When the following conditions are met, Xinference will choose vLLM as the inference engine:

  • The model format is pytorch, gptq or awq.

  • When the model format is pytorch, the quantization is none.

  • When the model format is awq, the quantization is Int4.

  • When the model format is gptq, the quantization is Int3, Int4 or Int8.
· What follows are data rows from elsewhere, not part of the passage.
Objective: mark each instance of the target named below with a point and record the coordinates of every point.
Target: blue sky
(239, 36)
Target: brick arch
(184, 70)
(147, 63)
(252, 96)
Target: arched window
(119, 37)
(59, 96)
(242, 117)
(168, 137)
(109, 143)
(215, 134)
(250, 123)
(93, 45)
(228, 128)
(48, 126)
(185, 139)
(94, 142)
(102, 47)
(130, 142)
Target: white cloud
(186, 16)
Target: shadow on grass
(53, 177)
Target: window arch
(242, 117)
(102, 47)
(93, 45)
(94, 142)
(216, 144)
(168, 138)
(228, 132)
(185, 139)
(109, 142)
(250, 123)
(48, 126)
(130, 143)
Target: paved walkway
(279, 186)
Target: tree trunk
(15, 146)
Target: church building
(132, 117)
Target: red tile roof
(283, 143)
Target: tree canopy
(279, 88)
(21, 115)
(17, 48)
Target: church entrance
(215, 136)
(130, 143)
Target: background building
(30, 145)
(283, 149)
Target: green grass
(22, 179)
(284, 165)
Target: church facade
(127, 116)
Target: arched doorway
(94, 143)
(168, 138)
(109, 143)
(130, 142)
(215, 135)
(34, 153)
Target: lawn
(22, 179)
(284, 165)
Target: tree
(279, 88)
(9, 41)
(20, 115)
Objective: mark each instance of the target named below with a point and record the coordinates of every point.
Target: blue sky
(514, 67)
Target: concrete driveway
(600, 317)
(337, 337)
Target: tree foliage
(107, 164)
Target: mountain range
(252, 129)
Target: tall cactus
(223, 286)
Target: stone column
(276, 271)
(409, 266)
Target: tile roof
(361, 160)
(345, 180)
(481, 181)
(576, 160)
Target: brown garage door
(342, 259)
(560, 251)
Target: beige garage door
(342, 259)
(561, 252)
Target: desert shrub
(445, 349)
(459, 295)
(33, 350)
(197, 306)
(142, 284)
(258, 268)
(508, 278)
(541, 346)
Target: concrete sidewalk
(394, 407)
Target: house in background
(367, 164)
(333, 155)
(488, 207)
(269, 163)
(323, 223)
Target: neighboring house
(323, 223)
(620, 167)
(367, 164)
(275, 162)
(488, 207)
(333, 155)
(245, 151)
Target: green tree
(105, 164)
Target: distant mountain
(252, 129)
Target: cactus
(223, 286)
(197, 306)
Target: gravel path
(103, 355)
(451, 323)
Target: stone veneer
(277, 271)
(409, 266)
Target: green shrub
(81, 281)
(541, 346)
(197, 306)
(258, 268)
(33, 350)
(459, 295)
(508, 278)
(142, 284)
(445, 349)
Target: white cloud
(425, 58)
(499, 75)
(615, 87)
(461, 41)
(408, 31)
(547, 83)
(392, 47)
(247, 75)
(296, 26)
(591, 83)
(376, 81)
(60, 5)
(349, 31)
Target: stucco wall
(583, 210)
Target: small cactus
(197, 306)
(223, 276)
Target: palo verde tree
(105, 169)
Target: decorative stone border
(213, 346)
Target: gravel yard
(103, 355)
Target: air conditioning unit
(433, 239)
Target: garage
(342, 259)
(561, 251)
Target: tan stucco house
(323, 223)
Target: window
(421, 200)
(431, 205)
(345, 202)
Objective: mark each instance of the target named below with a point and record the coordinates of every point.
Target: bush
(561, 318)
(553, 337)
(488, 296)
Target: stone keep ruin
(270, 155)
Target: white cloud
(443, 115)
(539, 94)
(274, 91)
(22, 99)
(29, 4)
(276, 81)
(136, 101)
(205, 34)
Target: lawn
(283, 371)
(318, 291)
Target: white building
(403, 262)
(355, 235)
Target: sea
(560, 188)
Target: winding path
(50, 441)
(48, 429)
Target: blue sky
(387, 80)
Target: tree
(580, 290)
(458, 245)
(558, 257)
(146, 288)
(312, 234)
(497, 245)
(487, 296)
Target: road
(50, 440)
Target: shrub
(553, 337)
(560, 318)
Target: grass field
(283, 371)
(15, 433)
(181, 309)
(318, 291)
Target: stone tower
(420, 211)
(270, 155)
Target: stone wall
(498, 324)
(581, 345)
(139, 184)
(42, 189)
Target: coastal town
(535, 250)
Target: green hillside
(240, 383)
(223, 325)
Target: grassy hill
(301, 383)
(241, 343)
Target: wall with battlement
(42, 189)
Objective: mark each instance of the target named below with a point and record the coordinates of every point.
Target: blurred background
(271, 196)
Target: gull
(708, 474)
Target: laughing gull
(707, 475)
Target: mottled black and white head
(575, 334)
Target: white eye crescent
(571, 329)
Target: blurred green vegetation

  • The system is Linux and has at least one CUDA device

  • The model family (for custom models) / model name (for builtin models) is within the list of models supported by vLLM

Currently, supported model includes:

  • llama-2, llama-3, llama-3.1, llama-3.2-vision, llama-2-chat, llama-3-instruct, llama-3.1-instruct

  • mistral-v0.1, mistral-instruct-v0.1, mistral-instruct-v0.2, mistral-instruct-v0.3, mistral-nemo-instruct, mistral-large-instruct

  • codestral-v0.1

  • Yi, Yi-1.5, Yi-chat, Yi-1.5-chat, Yi-1.5-chat-16k

  • code-llama, code-llama-python, code-llama-instruct

  • deepseek, deepseek-coder, deepseek-chat, deepseek-coder-instruct, deepseek-v2-chat, deepseek-v2-chat-0628, deepseek-v2.5

  • yi-coder, yi-coder-chat

  • codeqwen1.5, codeqwen1.5-chat

  • qwen2.5, qwen2.5-coder, qwen2.5-instruct, qwen2.5-coder-instruct

  • baichuan-2-chat

  • internlm2-chat

  • internlm2.5-chat, internlm2.5-chat-1m

  • qwen-chat

  • mixtral-instruct-v0.1, mixtral-8x22B-instruct-v0.1

  • chatglm3, chatglm3-32k, chatglm3-128k

  • glm4-chat, glm4-chat-1m

  • codegeex4

  • qwen1.5-chat, qwen1.5-moe-chat

  • qwen2-instruct, qwen2-moe-instruct

  • QwQ-32B-Preview

  • gemma-it, gemma-2-it

  • orion-chat, orion-chat-rag

  • c4ai-command-r-v01

SGLang#

SGLang has a high-performance inference runtime with RadixAttention. It significantly accelerates the execution of complex LLM programs by automatic KV cache reuse across multiple calls. And it also supports other common techniques like continuous batching and tensor parallelism.

MLX#

MLX provides efficient runtime to run LLM on Apple silicon. It’s recommended to use for Mac users when running on Apple silicon if the model has MLX format support.